Opinião
Realidades
O aumento da expectativa de vida tem causado preocupação em muitos países no que diz respeito ao sistema previdenciário. Como se está vivendo cada vez mais, o número de aposentados também cresce, assim como o período em que eles recebem o benefício em relação ao tempo de contribuição. Essa distorção acaba causado um colapso nas contas previdenciárias. Uma tendência que vem sendo adotada para evitar esse estrangulamento é elevar a idade mínima para a aposentadoria. No Brasil, o atual governo tem como uma de suas prioridades a reforma da Previdência, e uma das principais propostas é justamente o aumento da idade mínima. No modelo atual, é possível ao trabalhador brasileiro aposentar-se com menos de 60 anos, enquanto os europeus já trabalham com uma faixa entre 65 e 69 anos para pedir o benefício. A expectativa de vida no Brasil deve se aproximar dos países europeus. Entre 1980 e 2013, passou de 62,5 anos para 74,9 anos, um aumento de 12,4 anos, segundo os últimos dados do IBGE. Entretanto, especialistas chamam a atenção para as disparidades regionais.
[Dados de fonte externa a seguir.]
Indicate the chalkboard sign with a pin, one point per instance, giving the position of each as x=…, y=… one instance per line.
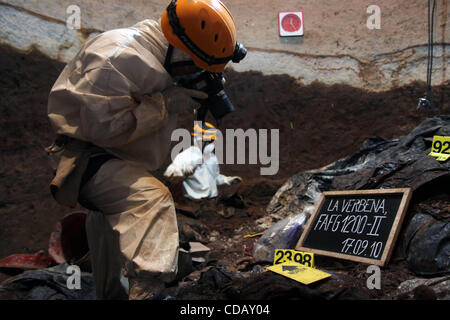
x=358, y=225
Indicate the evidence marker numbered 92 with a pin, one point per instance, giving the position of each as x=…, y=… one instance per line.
x=357, y=225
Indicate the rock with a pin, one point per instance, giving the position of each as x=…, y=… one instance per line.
x=50, y=283
x=420, y=288
x=427, y=245
x=283, y=235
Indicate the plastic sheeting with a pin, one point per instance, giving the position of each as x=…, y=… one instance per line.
x=381, y=163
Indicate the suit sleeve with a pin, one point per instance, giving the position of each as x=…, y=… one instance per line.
x=116, y=103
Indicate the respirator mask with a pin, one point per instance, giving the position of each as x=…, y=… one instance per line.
x=217, y=103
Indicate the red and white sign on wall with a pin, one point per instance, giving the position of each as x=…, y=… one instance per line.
x=290, y=23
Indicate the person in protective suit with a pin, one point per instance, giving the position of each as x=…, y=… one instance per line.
x=113, y=108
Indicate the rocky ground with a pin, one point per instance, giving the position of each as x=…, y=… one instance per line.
x=318, y=125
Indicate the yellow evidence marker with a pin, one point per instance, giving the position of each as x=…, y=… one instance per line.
x=300, y=273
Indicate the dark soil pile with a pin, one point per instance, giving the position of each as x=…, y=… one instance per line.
x=318, y=124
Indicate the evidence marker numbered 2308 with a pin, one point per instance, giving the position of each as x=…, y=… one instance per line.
x=357, y=225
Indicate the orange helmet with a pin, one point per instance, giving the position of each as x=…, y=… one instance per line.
x=205, y=30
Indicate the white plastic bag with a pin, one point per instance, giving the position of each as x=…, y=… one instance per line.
x=201, y=172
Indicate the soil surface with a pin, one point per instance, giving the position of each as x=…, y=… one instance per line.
x=317, y=125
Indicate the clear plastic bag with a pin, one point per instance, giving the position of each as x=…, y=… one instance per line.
x=282, y=235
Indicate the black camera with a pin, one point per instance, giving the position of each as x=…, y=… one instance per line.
x=211, y=83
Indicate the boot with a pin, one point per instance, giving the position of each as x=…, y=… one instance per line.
x=145, y=288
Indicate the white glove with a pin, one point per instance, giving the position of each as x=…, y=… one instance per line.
x=184, y=163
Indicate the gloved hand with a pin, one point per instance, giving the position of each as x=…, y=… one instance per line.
x=180, y=100
x=184, y=164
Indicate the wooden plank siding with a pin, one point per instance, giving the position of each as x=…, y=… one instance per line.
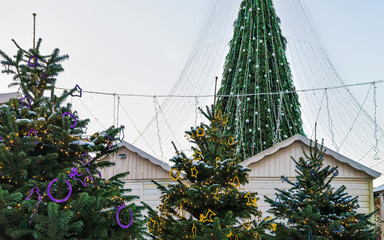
x=141, y=172
x=265, y=176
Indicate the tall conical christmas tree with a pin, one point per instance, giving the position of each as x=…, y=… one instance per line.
x=49, y=185
x=256, y=64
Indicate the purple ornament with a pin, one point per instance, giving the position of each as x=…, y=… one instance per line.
x=29, y=61
x=60, y=200
x=67, y=113
x=33, y=130
x=28, y=99
x=80, y=90
x=117, y=216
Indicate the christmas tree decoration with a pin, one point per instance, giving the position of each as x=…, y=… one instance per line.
x=259, y=95
x=43, y=153
x=205, y=202
x=313, y=209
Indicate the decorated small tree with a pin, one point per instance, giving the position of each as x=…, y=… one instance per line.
x=313, y=209
x=50, y=187
x=205, y=201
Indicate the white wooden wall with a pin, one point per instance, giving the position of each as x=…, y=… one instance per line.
x=141, y=172
x=266, y=176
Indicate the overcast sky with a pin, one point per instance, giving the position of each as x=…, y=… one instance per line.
x=141, y=46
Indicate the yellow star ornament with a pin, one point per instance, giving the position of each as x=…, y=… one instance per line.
x=251, y=201
x=194, y=172
x=207, y=217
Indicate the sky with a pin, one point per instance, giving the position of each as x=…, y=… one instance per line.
x=141, y=46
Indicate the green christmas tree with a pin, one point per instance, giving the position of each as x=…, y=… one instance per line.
x=50, y=187
x=313, y=209
x=205, y=202
x=257, y=65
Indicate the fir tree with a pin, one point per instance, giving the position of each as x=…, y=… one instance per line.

Em Santa Catarina, por exemplo, vive-se em média 79 anos; já no interior do Maranhão, 70,6 anos. Além disso, em 19 municípios, todos no Nordeste, a expectativa de vida da população é de cerca de 65 anos, a idade mínima pretendida na proposta do governo. Do outro lado, 20 municípios do Sul têm expectativa ao redor de 78 anos. Os dados são do Atlas de Desenvolvimento Humano no Brasil, do PNUD. A princípio, portanto, não parece lógico e justo aplicar um critério para todos os casos. Para alguns analistas, o ideal seria adequar os regimes de Previdência às realidades locais e estabelecer uma regra de transição, de maneira que nas regiões com menor expectativa de vida, a idade mínima fosse aumentando. O ponto fraco dessa proposta é que não leva em conta a mobilidade da população, o que tornaria complexo o controle efetivo do processo. Outra crítica ao aumento da idade mínima é que a medida acabaria prejudicando os trabalhadores mais humildes, que começam a trabalhar mais cedo, muitas vezes na adolescência. Não há dúvidas de que esse é o ponto mais polêmico da reforma da Previdência e vai ser difícil chegar a um consenso, mas é uma tendência que cedo ou tarde será seguida.